Тот понял, что Виктор сейчас собирается допросить Хвостенко в маленьком боксе, где, очевидно, содержались жертвы до «процесса». Вход в другое помещение – зал «Суда» – заслонили две дюжие спины в камуфляже и бронежилетах. Андрей скромно подошел к двери бокса и увидел, что на узкой железной кровати сидит стреноженный, крепко помятый мужчина богемной внешности.
– Хвостенко Геннадий Борисович? – заглянув в паспорт, спросил Львов.
Тот криво ухмыльнулся, но ничего не сказал. Усмехнулся и Виктор:
– Не желаете разговаривать без адвоката?
– Не желаю, – с ядовитой вежливостью отреагировал задержанный.
– Законно, – не менее вежливо согласился опер. – Но этот разговор неофициальный, без протокола. И вот что… – тон вдруг изменился, – вот что я тебе, гнида, скажу: пожизненное тебе светит, как дураку утро, при любых раскладах. И никакой адвокат тут ничего не сделает. Но! – Здесь голос майора вновь стал издевательски-изысканным. – Я думаю, что и до суда дело не дойдет. Что-то подсказывает мне, Геннадий Борисович, что вы захотите свести счеты с жизнью в камере следственного изолятора. Путем повешения. Вот, собственно, и все, что я вам хотел сказать…
– Ну, тогда и тебе, мент, без протокола, да? – перебил его Хвостенко, зло кривя рот. – Не дождешься! Всех вас переживу! А что я сделал, о том ни разу не пожалел. Жизнь – говно, и не я ее такую изобрел. А эти скоты сами ко мне шли, сами бабки давали. Да плевал я на их деньги! Мне лишь в кайф было их, скотов, обдирать, да их рожи видеть, когда волына в руке и один шаг остался. А самое смешное – их в этот миг плющило, что вот сейчас он убьет, а потом мы его самого грохнем, и шито-крыто, никто ничего не узнает. Вот оно, зрелище-то! Они же, упыри, все живут в страхе, что вот-вот наступит миг, когда им придется ответ держать за всю ту кровь, что они пили. Лишь увидеть рожу, глаза этого гада – да только ради этого можно было все это!.. – И он вдруг залился диким, припадочным смехом.
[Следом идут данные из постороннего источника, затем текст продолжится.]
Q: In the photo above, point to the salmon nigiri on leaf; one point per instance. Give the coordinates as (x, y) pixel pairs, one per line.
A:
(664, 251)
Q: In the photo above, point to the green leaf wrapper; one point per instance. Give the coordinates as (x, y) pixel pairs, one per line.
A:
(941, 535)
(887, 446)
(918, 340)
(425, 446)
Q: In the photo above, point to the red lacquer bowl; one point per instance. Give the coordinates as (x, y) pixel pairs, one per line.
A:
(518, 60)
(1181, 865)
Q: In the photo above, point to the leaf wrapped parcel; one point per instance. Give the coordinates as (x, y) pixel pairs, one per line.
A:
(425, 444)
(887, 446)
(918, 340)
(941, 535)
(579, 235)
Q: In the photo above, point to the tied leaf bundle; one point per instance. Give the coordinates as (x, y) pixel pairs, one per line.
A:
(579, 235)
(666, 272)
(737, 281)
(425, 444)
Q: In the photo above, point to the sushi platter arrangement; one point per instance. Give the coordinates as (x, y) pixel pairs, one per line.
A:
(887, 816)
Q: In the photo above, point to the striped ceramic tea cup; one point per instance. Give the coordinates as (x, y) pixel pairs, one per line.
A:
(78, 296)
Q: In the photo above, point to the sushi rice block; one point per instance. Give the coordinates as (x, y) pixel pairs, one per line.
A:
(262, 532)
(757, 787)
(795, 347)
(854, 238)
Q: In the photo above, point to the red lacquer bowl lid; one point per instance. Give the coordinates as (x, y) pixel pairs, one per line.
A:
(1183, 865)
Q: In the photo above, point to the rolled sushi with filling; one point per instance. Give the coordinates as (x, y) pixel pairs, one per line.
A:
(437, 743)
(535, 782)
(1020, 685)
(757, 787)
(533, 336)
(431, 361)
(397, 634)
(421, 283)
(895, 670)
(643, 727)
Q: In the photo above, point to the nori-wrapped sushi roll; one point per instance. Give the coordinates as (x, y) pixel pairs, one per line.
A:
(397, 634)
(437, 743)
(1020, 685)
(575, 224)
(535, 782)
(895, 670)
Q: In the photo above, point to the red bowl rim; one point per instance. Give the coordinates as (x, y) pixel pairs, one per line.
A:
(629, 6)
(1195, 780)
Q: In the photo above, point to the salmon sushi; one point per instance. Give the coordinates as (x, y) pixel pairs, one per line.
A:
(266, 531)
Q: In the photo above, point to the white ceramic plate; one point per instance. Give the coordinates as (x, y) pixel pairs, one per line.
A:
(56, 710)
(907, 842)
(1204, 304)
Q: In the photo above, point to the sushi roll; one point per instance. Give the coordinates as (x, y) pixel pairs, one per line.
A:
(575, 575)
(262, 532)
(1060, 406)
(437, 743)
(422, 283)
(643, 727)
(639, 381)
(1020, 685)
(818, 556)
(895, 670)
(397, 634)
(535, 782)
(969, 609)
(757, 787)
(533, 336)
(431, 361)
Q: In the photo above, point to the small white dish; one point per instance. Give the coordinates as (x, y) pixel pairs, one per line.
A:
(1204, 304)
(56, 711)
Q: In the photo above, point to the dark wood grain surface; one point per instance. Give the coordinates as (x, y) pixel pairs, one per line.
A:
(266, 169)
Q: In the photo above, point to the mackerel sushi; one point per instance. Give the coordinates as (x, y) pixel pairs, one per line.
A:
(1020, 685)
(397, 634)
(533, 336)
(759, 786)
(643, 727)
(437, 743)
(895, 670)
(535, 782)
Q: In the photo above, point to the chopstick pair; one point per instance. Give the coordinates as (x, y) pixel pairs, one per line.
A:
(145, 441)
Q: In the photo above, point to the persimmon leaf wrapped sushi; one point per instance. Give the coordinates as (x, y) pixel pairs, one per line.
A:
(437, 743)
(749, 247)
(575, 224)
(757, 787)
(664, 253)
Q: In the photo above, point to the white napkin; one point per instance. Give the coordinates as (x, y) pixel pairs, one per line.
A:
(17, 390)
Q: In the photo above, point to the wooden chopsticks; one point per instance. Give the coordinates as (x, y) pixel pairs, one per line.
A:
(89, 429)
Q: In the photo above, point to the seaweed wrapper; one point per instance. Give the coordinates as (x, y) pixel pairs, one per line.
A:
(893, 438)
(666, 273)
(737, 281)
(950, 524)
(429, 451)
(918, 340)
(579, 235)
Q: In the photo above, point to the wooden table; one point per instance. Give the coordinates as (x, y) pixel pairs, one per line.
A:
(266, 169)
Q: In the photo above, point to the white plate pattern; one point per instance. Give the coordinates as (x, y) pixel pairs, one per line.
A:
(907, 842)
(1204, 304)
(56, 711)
Львов смотрел на него таким взглядом, словно перед ним не человек, а мокрица. Затем высунулся и окликнул бойцов:
– Ребята!
– Здесь, товарищ майор.
– Один кто-нибудь, забирайте этого гуся. Вот его документы. Второй – пока здесь побудь.
Хвостенко оборвал смех и, увлекаемый рослым спецназовцем, прокричал:
– А насчет того, майор, даже не надейся! Сто лет буду жить! Класть на вас всех буду! Королем буду жить!..
Так его и уволокли наверх, и тут же появился Артем.
– Чего это с ним? – кивнул он в сторону уходящих.
– Да сволочь, вот чего, – поморщился Виктор. – Ну, выяснил?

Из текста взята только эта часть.